A friend of mine from days gone by called me yesterday on my desk phone. In the three years I've been in my current job, my desk phone has rung three times. I figured I had done something horribly wrong somewhere and this was the way they were going to can me.
But, no sweat. It was my old friend, Craig. We were partners in the 1980s, and unlike so many relationships in life, we've stayed friends though we haven't seen each other for two decades and haven't worked together for three.
"George," he said, "I don't understand anything anymore. We get elaborate briefs with big ambitions."
"That's good. Big ambition is always good."
"I'm talking about a brief that says our job is to reverse two-decades of declining sales and loss of marketshare. These are the briefs I've been waiting my whole career for."
Again I said, "That's good."
"But wait," he temporized. "Then I get to the part of the brief where they lay out the creative deliverables."
I hate the word deliverable, so I clarified.
"You mean the stuff you're supposed to make."
"That's right," he said. "So we have this big ambitious brief meant to shake up an established market and reach new prospects."
At this point there were some people hovering around my desk and I needed to move the conversation along. Modern productivity as interpreted by an open-plan office means it's impossible to have a proper conversation.

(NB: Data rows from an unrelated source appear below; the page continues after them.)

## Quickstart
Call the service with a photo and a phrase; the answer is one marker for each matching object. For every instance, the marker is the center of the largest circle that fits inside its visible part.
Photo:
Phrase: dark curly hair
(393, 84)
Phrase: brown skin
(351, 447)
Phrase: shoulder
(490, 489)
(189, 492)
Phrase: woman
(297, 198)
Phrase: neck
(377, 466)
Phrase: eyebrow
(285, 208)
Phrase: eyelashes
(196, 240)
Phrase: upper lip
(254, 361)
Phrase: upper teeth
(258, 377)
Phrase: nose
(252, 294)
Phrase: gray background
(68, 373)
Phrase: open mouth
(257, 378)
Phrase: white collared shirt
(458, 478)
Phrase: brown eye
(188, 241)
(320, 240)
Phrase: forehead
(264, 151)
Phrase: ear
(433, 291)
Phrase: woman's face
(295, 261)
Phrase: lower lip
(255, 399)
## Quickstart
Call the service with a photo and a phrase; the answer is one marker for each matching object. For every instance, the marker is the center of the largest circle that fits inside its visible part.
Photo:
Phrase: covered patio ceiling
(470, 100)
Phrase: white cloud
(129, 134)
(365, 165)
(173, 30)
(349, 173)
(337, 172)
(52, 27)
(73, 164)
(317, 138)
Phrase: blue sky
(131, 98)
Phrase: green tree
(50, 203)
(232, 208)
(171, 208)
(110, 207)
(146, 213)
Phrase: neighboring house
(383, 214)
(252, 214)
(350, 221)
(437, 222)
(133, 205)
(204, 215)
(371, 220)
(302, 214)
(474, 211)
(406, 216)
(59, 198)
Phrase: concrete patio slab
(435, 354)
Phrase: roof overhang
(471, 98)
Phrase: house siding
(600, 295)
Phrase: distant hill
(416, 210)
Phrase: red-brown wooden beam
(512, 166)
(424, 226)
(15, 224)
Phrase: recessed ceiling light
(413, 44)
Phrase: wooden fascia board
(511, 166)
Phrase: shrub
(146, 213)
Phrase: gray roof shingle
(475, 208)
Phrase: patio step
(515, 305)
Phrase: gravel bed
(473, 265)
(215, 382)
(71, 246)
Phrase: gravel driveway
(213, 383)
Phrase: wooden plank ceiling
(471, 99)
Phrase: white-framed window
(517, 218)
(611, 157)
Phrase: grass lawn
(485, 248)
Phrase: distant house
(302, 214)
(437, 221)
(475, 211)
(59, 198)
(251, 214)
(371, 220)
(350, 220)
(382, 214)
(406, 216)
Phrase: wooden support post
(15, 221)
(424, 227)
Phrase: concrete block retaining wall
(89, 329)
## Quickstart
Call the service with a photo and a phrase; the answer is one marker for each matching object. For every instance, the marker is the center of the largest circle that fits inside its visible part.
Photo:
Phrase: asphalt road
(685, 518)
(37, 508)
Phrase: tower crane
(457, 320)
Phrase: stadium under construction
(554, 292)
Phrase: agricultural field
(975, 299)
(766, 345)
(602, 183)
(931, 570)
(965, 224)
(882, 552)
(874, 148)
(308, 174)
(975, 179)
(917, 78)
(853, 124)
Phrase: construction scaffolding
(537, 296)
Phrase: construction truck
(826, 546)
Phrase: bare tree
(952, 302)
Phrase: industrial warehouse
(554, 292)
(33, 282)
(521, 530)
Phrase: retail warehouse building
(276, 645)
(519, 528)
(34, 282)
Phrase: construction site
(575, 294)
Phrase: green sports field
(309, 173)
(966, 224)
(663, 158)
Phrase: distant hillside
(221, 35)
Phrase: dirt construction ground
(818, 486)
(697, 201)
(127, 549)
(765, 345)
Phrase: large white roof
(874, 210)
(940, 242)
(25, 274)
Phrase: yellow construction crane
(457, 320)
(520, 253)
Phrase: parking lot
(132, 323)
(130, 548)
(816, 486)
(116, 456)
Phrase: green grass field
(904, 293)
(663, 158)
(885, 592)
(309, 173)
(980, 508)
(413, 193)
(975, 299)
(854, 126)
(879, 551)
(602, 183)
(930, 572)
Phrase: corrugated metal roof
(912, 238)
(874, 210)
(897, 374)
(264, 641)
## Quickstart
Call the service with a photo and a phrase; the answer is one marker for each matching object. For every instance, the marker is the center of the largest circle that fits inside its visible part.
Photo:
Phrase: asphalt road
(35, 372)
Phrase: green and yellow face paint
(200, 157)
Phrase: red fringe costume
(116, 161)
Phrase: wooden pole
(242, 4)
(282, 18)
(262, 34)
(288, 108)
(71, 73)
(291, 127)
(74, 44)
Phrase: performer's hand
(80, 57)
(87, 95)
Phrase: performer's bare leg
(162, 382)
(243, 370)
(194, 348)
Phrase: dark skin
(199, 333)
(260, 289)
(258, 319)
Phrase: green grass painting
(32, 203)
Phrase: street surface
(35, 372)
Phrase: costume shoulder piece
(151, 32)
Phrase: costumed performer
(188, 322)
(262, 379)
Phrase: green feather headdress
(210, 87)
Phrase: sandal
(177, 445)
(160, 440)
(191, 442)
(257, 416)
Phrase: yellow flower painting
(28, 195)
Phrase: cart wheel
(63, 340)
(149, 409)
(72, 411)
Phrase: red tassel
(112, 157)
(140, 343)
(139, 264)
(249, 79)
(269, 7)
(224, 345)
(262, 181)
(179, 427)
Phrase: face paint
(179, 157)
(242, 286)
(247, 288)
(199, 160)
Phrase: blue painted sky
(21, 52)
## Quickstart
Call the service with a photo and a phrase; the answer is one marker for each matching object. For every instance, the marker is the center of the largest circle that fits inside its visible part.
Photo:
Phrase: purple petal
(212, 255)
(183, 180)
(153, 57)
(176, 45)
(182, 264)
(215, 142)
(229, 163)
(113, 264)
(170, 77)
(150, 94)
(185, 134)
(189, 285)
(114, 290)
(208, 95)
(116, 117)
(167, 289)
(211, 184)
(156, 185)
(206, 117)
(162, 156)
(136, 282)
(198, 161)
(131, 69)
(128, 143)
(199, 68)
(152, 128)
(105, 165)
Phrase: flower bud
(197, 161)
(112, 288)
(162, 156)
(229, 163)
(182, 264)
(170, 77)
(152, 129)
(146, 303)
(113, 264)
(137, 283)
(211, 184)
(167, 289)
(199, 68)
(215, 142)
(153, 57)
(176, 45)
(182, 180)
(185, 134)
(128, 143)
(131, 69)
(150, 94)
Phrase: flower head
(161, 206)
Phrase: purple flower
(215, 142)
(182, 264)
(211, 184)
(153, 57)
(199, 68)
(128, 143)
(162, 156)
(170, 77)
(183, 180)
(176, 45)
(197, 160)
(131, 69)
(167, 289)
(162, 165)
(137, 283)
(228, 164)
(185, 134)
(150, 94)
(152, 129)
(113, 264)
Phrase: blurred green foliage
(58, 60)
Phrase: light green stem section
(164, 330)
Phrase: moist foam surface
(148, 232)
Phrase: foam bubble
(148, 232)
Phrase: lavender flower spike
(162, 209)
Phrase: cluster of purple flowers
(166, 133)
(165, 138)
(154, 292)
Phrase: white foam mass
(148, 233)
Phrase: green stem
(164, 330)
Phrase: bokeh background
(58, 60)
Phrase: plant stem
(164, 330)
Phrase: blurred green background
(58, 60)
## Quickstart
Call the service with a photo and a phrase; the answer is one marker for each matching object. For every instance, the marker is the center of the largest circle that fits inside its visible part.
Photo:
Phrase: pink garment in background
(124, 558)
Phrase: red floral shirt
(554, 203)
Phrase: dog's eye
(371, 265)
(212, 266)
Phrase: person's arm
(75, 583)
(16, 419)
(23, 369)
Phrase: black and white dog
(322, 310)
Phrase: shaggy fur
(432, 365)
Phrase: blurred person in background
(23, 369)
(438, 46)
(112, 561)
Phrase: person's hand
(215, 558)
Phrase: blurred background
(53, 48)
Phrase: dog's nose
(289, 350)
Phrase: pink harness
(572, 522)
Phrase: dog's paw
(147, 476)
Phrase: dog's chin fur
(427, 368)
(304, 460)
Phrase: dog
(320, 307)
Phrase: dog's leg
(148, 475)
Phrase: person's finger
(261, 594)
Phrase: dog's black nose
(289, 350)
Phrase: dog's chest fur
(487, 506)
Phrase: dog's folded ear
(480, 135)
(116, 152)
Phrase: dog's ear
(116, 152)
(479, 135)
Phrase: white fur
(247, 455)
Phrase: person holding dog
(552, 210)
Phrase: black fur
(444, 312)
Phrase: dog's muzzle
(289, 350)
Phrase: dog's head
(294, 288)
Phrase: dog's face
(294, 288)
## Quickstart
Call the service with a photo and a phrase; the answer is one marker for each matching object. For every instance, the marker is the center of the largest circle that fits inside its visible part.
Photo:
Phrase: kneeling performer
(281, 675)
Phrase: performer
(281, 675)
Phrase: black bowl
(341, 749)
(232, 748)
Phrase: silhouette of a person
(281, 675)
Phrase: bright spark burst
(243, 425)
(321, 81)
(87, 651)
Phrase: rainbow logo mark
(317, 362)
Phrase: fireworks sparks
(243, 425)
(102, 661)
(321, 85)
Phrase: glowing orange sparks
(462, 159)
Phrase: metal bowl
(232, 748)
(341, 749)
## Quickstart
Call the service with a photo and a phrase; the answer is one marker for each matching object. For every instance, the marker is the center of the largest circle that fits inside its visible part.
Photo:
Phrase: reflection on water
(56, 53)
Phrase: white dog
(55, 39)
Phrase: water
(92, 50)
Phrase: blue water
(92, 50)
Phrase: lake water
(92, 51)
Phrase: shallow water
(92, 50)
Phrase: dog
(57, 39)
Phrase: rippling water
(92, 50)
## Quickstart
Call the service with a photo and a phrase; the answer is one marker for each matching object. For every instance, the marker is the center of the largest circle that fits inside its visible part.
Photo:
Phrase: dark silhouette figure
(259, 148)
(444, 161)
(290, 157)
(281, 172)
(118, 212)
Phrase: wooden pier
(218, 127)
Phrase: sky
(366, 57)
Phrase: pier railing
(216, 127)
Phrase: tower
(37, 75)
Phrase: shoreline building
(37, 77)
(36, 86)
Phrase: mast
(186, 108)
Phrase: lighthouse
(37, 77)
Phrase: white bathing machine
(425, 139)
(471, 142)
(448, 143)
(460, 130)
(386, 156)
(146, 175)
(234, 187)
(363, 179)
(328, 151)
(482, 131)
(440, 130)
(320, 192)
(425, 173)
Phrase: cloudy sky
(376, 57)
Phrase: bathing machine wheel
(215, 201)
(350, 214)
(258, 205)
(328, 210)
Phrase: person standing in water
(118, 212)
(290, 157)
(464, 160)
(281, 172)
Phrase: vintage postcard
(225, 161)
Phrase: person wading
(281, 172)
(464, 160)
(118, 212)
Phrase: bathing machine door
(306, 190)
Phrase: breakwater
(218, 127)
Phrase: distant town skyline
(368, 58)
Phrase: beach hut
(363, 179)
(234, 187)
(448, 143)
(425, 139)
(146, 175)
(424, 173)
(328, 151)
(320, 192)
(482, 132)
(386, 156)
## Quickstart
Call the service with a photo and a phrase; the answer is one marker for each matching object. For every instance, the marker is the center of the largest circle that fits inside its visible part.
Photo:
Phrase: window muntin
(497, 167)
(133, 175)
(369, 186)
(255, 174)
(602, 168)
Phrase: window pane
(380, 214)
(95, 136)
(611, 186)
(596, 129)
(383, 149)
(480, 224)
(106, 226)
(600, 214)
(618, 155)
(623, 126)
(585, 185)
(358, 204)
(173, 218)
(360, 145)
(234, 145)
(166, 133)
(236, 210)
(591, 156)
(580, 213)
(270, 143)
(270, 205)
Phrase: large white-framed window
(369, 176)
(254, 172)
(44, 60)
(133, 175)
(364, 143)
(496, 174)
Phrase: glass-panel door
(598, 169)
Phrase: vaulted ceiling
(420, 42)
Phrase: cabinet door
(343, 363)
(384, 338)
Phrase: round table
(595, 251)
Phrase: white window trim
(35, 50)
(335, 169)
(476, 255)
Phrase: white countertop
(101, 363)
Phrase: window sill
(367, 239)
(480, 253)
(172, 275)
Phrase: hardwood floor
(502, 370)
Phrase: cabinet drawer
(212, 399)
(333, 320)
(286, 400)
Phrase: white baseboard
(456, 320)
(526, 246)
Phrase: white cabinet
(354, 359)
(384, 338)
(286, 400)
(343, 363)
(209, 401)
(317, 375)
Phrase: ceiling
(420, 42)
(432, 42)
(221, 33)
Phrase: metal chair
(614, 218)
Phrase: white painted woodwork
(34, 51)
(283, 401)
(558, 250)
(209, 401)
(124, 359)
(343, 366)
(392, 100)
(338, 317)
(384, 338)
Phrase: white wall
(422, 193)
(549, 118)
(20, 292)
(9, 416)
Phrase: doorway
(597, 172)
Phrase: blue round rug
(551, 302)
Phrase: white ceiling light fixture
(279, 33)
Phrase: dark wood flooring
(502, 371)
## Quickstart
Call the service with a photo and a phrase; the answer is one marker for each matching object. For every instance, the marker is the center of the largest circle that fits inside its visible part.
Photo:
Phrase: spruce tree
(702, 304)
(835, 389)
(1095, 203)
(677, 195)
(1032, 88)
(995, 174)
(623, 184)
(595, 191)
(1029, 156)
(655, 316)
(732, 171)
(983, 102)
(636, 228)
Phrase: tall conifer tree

"Then I get to the stuff we're supposed to make. The stuff we're supposed to make to reach a target that has more ad-blockers than President Trump has too-long ties. The stuff we're supposed to make to promote a new product. The stuff we're supposed to make to reverse a sales decline. The stuff we're supposed to make to have impact."
"Yeah?"
"A rich media banner, a page takeover, some 300x250s, a Facebook carousel and some 728x90s."
I laughed. But only to keep from screaming.
"You know what I've learned after almost forty years in the business?" Craig said. "You can't get something for nothing. If you want a big impact, you need a big platform."
"Didn't we learn that in 3rd grade," I asked, plaintively.
"They teach it in 3rd grade. They just don't teach it in business school."
"Fuck," I said sagely.
"I gotta go," Craig said. "These 728x90s won't write themselves."